Kerry appelle les Irakiens à l'unité. Au même moment au Caire, le secrétaire d'Etat américain John Kerry appelait les dirigeants irakiens à l'unité pour éviter que le pays ne s'enfonce dans le chaos. Le chef de la diplomatie américaine a entamé dimanche une tournée pour pousser les chefs d'Etat de la région à user de leur influence pour convaincre le Premier ministre irakien Nouri al-Maliki de former rapidement un gouvernement d'union nationale. il a appelé les dirigeants irakiens à dépasser les fractures confessionnelles tout en affirmant que son pays n'était "pas responsable" de la crise et ne cherchait pas à "choisir" un leader pour l'Irak. L'idéologie de l'EIIL "est une menace non seulement pour l'Irak mais aussi pour la région tout entière (...). Nous sommes à un moment critique où nous devons exhorter les dirigeants irakiens à dépasser les considérations confessionnelles et à parler à tous", a-t-il lancé.
Obama tire la sonnette d'alarme. Les Etats-Unis, qui ont promis d'envoyer 300 conseillers militaires pour aider l'armée irakienne tout en excluant les frappes aériennes réclamées par Bagdad, ne ménagent pas leurs critiques contre M. Maliki, qu'ils ont pourtant longtemps soutenu, accusé de mener une politique confessionnelle dans un pays au bord du chaos. "C'est au peuple irakien de choisir ses dirigeants", a répété John Kerry au Caire, mais Washington aimerait le voir "se trouver une direction prête à représenter tout le peuple irakien". Dans une interview diffusée dimanche, le président américain Barack Obama a mis en garde contre les dangers que l'avancée de l'EIIL représentait pour la stabilité de l'ensemble de la région, estimant qu'ils pouvaient "déborder sur des pays alliés comme la Jordanie".
L'Iranien Khamanei s'en mêle.
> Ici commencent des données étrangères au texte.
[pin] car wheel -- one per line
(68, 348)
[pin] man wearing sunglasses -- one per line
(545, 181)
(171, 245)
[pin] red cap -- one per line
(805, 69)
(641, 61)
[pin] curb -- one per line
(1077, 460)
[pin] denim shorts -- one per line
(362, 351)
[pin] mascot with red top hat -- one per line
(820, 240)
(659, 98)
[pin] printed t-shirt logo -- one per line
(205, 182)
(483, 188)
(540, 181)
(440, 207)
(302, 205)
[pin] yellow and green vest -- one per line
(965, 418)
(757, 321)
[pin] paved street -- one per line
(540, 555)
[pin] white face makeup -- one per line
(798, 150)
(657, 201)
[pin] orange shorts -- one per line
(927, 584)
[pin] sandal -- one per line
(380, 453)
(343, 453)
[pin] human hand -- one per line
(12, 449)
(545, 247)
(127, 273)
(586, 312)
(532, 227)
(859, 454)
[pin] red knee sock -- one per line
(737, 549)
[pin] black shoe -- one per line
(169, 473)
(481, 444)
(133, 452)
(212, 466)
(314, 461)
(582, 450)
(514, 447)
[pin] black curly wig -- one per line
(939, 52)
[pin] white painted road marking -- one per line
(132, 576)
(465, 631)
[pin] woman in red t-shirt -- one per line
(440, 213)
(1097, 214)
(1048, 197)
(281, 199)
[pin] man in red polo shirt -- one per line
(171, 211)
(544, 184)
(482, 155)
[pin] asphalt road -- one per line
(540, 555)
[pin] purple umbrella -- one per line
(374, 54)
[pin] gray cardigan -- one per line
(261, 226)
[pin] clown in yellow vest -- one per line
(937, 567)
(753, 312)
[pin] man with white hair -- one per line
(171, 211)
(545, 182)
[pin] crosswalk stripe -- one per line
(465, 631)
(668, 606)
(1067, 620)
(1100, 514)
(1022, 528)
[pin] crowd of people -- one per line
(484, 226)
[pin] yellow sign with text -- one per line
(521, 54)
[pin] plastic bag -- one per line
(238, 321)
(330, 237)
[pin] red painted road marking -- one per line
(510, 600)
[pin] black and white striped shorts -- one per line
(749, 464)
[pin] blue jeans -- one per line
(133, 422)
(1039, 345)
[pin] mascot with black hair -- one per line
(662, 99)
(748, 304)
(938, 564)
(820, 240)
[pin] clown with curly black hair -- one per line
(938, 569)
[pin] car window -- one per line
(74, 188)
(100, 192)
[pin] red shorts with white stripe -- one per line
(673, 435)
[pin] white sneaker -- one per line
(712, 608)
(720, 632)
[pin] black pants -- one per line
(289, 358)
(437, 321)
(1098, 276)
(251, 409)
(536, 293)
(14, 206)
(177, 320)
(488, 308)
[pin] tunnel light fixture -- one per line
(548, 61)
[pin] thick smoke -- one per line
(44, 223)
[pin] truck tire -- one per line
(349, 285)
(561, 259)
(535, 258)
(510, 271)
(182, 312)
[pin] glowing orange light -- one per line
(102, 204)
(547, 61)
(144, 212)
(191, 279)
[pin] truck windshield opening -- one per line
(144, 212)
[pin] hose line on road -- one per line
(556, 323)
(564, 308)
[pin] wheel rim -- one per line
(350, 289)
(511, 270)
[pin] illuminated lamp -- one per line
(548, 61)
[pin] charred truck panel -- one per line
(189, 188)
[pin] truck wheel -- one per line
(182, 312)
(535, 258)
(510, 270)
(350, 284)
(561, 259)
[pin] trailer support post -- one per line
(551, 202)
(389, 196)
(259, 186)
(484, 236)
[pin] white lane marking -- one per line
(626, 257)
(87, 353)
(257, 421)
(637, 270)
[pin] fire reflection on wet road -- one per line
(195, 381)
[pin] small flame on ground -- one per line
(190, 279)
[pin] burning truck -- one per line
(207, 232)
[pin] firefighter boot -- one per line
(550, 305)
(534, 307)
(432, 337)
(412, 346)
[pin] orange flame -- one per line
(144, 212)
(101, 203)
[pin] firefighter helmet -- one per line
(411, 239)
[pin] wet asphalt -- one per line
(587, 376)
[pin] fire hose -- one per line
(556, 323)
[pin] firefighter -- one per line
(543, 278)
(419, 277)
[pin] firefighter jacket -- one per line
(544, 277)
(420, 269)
Le guide suprême iranien, l'ayatollah Ali Khamenei, a exprimé dimanche son hostilité à toute intervention américaine en Irak, affirmant que les Irakiens étaient capables de mettre eux-mêmes fin aux violences dans leur pays. Ali Khamenei a déclaré que les Etats-Unis visaient à maintenir l'Irak sous leur coupe et à placer leurs complices au pouvoir. Cité par l'agence Irna, il a jugé que le conflit en Irak n'était pas d'ordre religieux, entre majorité chiite et minorité sunnite, mais qu'il opposait les partisans d'un Irak sous influence américaine et les partisans d'un Irak indépendant. "Les autorités américaines s'emploient à décrire cela comme une guerre confessionnelle, mais ce qui se produit en Irak n'est pas une guerre entre sunnites et chiites", a déclaré Khamenei. "Nous sommes fermement opposés à une intervention des Etats-Unis et d'autres pays en Irak", a ajouté Khamenei. "Nous ne l'approuvons pas, parce que nous sommes persuadés que le gouvernement, la nation et les autorités religieuses d'Irak sont capables de mettre fin à la sédition. Et si Dieu le veut, ils le feront."